Eboue’nin eksikliği gerçekten de çok hissedildi. O, Melo, Selçuk gibi takımın temel taşlarından. Onun eksikliği sanırım önümüzdeki haftalarda da hissedilecek.
Bu teknik adam bana bizim ünlü "ibrikçibaşı" fıkramızı anımsattı. Hani tuvalet ibrikçisine sormuşlar "şu ibrik orada değil de şurada dursa ne olur?" diye. Yanıtı şu olmuş: "O zaman benim ibrikçibaşı olduğum nereden belli olacak?"
Aslında bu işi FİFA’nın bir şekilde yoluna koyması gerekir. Afrika Kupası olan yıllar Avrupa’daki ulusal lig takvimlerinin ona göre ayarlanması şartı koşulmalıdır. Gerçi öyle yapılsa bizim MAA çuvallardı ama, doğrusu budur. Parayı kulüpler veriyor, keyfini çıkarmak "ibrikçibaşı"nın! Bu rezilliğin bir çaresi olmalı. Adama ağırlığınca altın veriyorsun, sonra 7-8 maç yararlanamıyorsun. Dönüşü nasıl olacak, o da ayrı bir konu. Sakat mı düzgün mü gelecek göreceğiz.
Davul benim boynumda, tokmak başkasının elinde. Olur mu böyle iş?
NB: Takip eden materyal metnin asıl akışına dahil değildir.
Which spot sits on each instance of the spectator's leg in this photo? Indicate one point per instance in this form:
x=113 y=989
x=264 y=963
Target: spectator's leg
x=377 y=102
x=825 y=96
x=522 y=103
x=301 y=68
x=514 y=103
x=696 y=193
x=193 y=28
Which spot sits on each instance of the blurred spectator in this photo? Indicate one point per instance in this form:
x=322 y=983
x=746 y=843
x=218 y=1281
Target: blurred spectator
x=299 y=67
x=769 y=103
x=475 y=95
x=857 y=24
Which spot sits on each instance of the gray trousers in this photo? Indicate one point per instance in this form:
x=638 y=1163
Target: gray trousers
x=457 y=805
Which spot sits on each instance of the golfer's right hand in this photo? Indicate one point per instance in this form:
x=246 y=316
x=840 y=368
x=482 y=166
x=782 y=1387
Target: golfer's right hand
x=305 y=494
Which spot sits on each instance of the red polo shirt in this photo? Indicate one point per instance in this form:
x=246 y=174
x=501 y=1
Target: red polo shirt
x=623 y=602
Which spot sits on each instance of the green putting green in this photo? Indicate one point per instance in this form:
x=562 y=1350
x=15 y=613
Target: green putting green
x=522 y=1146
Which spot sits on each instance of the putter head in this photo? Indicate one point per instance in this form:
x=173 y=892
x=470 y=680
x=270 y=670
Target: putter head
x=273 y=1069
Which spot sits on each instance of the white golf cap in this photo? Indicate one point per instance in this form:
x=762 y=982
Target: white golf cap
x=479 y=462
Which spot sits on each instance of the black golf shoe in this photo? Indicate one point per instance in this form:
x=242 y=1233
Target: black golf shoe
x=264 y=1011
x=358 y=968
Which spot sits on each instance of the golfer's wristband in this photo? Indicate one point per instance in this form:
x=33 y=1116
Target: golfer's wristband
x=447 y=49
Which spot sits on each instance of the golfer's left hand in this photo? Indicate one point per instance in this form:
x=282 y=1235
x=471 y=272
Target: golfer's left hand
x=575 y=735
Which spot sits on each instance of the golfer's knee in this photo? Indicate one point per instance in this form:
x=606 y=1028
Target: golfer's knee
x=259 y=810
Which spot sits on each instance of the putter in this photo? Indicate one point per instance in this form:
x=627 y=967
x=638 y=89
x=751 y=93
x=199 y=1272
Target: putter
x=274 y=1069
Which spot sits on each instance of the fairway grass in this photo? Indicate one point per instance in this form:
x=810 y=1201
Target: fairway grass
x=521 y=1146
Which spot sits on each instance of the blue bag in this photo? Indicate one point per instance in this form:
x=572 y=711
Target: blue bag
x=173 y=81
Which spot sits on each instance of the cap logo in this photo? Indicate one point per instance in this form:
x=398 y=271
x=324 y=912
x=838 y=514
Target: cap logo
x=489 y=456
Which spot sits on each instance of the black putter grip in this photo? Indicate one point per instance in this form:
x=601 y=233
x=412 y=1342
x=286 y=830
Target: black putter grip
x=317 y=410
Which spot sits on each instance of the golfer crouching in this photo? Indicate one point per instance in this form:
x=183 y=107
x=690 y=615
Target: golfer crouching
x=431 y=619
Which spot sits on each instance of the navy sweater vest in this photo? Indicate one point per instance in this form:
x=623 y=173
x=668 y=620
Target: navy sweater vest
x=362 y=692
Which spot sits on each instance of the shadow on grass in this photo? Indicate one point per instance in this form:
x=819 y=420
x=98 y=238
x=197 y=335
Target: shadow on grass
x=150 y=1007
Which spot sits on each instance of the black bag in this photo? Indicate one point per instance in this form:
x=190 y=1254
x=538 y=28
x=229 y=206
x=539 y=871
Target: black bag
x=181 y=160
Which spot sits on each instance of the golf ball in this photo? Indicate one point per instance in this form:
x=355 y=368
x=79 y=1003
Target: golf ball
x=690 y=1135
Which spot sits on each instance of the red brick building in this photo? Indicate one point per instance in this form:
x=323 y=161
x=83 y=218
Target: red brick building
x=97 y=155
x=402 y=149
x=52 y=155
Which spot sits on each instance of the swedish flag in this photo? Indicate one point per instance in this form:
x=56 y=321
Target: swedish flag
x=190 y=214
Terim Eboue yokluğunda ikilem içinde idi. Bunlardan biri sağa sakatlıktan yeni çıkmış Sabri’yi koyup Ufalusi-Semih ikilisine dokunmamak, diğeri de Ufalusi’yi sağ beke koyup Semih’in yanında Servet’ten istifade etmekti. Birinciyi tercih etti. Sabri hem güçlü, hem kıvrak Ekigho’nun önünde ne yazık ki başarılı olamadı ve henüz hazır olmadığını gösterdi. Ama, yine de onun Adana maçında da ilk 11 de sahaya sürülmesi gerekir. Zira daha uzun süre Eboue yok ve iyi bir Sabri çok gerekli.
2. yarı inanılmaz bir performans gösteren takımımız 4 gollü bir galibiyete koşarken, başta Selçuk olmak üzere, Baroş, Melo ve tüm oyuncularımız yıldızlaştılar. Bunlara oyuna sonradan giren Riera, Sercan, Servet’in de dahil oluşu ayrı güzellk kattı. Riera’nın 3 Samsun’lu arasından çengel atıp çektiği top ve buna gelişine voleyi savurup Samsun ağlarına gönderen Selçuk’un golünü kolay kolay unutamıyacağım.
Terim aynı zamanda "gerekli kadro derinliğini de sağladım" dedi.
Yarın artık 5-6 gazete birden alırım! Bu işin tadını çıkarmalıyım.